I was my best friend's birth partner back in May and she had awful SPD. Although her birth was in a hospital, there was nothing that she did/didn't do that wouldn't have been different had she been at home. She had g&a and no epidural. She had a water birth and she said the water actually helped because she was pretty much weightless. She got in positions I'd not seen her manage during her pregnancy! :haha:


----------



## iiTTCii

I was induced at 37 weeks due to SPD due to the severity but I can't see why you wouldn't be able to home birth. I did end up having forceps and they never measured the width I could open my legs etc before hand but I was in that much pain with the labour, the SPD pain wouldn't have touched it. Within days of having my daughter, my SPD had gone.


----------



## MindUtopia

Have you looked into trying to remedy the SPD? I had it pretty severely, so badly that I could barely walk by the time I was around 30 weeks. I saw an osteopath who specialises in pregnancy, who adjusted a misalignment in my pelvis and did some soft tissue work on the areas that were really tense and wonky (a chiropractor would work too if you already have someone you see). I also took up gentle swimming/floating in a pool 3 times a week, which really helped to loosen up some of the tight spots in my pelvis, where my body was compensating for all the ligaments stretching. It helped a lot. I was barely walking at 30 weeks and fast forward 7 weeks, I was at the gym on the treadmill working out 12 hours before I went into labour. It made such a difference. I had a lovely home birth, but even when my SPD was really bad, no one even mentioned it would be an issue for my birth. The best thing you can do for SPD is to be upright while you're birthing rather than on your back with your legs spread, and that's much more likely in a non-hospital setting where you have lots of options for comfortable places to lean or kneel against. I think sometimes their only concern is getting you in and out of the pool if you plan to use a birth pool, because sometimes it's painful to lift your leg high enough to get over the side. But you might not find it causes you too much trouble and anyway, you don't have to use a pool if you don't want.

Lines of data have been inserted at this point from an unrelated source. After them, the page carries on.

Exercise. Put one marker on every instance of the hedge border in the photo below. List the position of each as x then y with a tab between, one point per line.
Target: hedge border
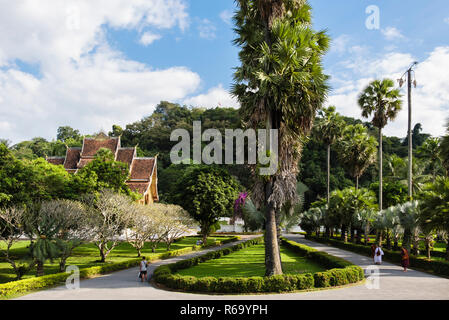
24	286
440	268
342	273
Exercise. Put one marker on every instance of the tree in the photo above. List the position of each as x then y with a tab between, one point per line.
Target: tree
66	133
146	226
357	151
108	215
430	150
280	84
444	150
435	207
384	103
207	193
175	222
346	203
329	128
11	231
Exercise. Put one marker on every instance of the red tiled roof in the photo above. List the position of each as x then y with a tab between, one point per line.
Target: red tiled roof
140	187
56	160
84	162
142	168
91	146
126	155
72	158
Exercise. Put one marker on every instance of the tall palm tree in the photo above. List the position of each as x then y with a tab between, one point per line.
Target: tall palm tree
281	84
357	150
384	103
430	150
329	129
444	150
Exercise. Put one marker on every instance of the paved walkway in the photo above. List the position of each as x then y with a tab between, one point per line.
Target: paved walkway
394	285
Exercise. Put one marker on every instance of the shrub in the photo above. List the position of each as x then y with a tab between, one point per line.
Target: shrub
342	272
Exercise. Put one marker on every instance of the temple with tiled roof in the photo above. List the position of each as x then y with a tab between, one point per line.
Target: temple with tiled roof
142	171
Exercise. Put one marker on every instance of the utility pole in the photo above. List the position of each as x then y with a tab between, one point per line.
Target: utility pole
410	138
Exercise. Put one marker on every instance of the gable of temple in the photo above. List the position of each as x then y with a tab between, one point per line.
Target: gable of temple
142	171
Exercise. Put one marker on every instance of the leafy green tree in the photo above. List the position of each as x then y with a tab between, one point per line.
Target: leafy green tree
384	103
207	193
444	150
346	203
435	206
329	128
394	192
280	85
357	151
430	150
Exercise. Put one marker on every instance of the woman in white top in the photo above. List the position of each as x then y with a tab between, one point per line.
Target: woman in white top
378	253
143	269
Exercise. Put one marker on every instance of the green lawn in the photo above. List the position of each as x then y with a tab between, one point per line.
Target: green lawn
88	255
250	262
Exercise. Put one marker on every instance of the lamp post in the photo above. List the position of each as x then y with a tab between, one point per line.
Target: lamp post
401	81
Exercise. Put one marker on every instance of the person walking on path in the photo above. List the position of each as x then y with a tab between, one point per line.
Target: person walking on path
373	250
405	259
143	269
378	253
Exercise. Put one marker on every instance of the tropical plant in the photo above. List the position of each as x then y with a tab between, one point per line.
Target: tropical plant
357	150
281	84
207	193
108	215
329	129
384	103
435	207
11	232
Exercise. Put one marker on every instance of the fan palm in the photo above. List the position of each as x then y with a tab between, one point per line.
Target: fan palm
281	84
329	129
357	150
384	103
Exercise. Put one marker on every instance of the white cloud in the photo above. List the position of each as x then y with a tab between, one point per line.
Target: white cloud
226	16
215	97
391	33
340	44
430	100
148	38
82	81
207	29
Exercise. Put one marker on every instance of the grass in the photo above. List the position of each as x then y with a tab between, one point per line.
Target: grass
250	262
88	255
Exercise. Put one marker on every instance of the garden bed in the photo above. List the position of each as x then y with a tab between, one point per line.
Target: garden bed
341	273
437	267
122	260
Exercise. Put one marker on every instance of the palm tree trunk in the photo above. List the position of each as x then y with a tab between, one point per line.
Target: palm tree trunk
328	171
380	170
272	258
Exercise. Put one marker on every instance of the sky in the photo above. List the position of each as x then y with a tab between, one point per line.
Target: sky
91	64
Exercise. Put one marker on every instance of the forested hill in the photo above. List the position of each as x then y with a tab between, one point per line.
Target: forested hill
152	136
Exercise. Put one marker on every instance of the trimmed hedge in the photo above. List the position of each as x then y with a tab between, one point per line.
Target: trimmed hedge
27	285
436	267
342	274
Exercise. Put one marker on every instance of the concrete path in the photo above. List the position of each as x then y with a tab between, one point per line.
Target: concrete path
393	285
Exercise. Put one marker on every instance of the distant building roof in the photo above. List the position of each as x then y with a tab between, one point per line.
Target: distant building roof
92	145
142	169
71	159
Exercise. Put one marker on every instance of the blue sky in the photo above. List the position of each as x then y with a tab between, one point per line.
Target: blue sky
93	64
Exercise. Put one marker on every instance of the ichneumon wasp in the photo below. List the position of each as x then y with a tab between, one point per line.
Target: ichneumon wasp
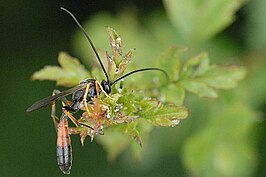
83	94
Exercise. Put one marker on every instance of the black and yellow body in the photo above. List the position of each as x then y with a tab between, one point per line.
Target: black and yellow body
82	95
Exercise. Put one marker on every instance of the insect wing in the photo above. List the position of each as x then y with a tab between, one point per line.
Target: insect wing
48	100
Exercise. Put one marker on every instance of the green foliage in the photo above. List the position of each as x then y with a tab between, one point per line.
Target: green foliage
217	139
130	111
197	21
70	73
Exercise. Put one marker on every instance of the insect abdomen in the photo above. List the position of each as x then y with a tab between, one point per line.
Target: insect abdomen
64	149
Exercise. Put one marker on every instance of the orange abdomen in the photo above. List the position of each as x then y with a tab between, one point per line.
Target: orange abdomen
64	149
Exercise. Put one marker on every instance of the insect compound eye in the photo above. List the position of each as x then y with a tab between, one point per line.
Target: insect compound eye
106	87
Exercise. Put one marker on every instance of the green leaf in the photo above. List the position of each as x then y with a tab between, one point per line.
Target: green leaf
173	93
113	142
199	88
70	73
166	115
197	21
169	61
201	78
223	77
196	66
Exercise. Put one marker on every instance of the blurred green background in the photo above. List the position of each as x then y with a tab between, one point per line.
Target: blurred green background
221	137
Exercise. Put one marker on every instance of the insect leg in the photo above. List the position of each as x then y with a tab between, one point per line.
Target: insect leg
53	112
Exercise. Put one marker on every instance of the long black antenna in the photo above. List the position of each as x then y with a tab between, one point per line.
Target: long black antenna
92	46
140	70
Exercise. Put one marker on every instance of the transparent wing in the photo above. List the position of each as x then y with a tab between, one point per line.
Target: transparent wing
48	100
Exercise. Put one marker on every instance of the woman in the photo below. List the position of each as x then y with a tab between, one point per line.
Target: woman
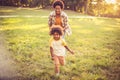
59	18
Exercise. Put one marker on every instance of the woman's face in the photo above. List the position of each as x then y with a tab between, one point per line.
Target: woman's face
58	10
56	36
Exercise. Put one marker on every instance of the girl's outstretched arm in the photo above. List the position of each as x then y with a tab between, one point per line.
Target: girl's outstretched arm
69	49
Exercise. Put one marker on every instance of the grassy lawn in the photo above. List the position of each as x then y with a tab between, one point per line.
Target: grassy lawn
96	42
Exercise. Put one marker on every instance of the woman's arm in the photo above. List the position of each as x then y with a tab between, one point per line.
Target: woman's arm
51	52
69	50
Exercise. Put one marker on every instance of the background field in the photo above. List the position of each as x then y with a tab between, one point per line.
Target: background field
96	42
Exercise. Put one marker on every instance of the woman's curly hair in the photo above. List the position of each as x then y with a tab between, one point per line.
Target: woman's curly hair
58	2
57	30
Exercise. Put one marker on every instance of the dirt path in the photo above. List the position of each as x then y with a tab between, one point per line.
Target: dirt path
7	66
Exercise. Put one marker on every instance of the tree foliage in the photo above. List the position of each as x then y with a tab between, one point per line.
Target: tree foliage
91	7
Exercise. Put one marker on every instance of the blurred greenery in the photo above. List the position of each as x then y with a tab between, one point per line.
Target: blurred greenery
96	42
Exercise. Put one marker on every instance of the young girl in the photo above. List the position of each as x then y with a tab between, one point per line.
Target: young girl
57	48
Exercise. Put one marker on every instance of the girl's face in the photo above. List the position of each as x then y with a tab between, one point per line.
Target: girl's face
58	10
56	36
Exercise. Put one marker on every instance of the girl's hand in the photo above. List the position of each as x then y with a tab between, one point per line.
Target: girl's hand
52	58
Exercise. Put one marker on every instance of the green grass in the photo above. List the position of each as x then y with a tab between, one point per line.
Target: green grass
96	42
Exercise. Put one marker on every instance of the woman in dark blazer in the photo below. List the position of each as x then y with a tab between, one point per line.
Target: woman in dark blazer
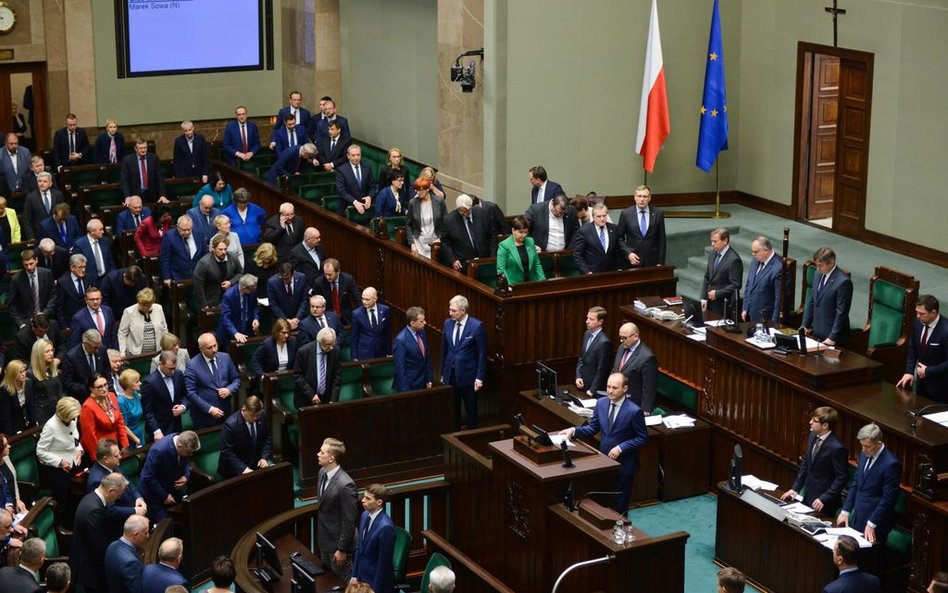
517	257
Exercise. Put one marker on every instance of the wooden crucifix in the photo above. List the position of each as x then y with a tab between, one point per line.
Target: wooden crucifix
835	11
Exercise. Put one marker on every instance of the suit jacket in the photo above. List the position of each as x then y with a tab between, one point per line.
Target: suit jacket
594	361
194	162
764	290
233	143
935	358
823	475
651	247
373	562
539	217
238	450
349	189
412	366
131	180
466	361
872	495
157	402
123	567
21	296
552	190
201	388
35	211
725	280
827	310
368	342
61	148
304	373
338	513
641	371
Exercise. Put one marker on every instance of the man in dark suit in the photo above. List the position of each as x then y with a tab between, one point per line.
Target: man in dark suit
284	230
163	397
335	530
167	470
371	333
411	353
874	489
90	536
211	383
463	359
123	565
643	230
466	235
722	278
825	466
241	138
39	204
639	365
245	440
598	247
192	156
621	426
338	288
543	189
32	290
851	579
595	354
826	316
318	370
552	224
927	357
373	562
71	146
308	256
355	182
763	292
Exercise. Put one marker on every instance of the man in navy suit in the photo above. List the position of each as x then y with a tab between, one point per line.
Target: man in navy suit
543	189
928	352
97	248
355	182
141	174
412	355
163	397
156	578
167	470
642	227
71	144
211	382
875	488
595	354
463	359
241	138
851	579
764	289
598	247
245	440
825	466
192	158
371	334
722	278
123	566
373	562
826	316
621	426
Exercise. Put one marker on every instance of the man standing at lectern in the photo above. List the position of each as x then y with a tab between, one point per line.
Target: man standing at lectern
622	426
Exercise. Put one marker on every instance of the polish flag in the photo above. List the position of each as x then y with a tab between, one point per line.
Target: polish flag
654	123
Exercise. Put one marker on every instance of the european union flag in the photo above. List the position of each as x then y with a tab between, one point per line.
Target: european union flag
712	136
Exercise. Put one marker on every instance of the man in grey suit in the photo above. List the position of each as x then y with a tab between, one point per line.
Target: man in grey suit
639	365
338	510
592	365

I had my daughter kneeling over a chair on our bedroom floor.


----------



## tallybee

Thanks ladies xx


----------



## crownest

From what I've read and being told by doctors you are better off not having an epidural or lying on your back with your legs spread when you have SPD. You have more control over your body without an epidural and she told me it might stop you spreading you pelvis too much and you can get i better positions. A HB might work out bettter for you. Not sure if she was just trying to reassure me though I have hypermobility and have being told there is a decent chance an epidural would fail anyway.


----------



## tallybee

Yeah there's no way I would want an epidural. I will be insisting on home birth unless LO is in danger - I'm going to be sore regardless!


----------



## tallybee

OK I was at the MW on Tuesday and she had to call me to sort out the 38 week home visit, which she has just arranged - OK. She then dropped the bombshell on me that she's arranged a consultant appointment as well, saying that I need to be assessed for my mobility (SPD) issues as it might prevent my home birth. This is my worst nightmare. What would be available in hospital that would make it better anyway? Help..... I'm now really stressed and anxious, seeing the consultant tomorrow :(


----------



## cjl

Hi,

I know this thread is a bit old but I just wanted to offer some hope to anyone who does have a look. I am currently pregnant with #2 due in Jan. I have had severe SPD (PGP) with both my girls with symptoms starting almost as soon as I conceived and ending up on crutches before reaching 5 months! 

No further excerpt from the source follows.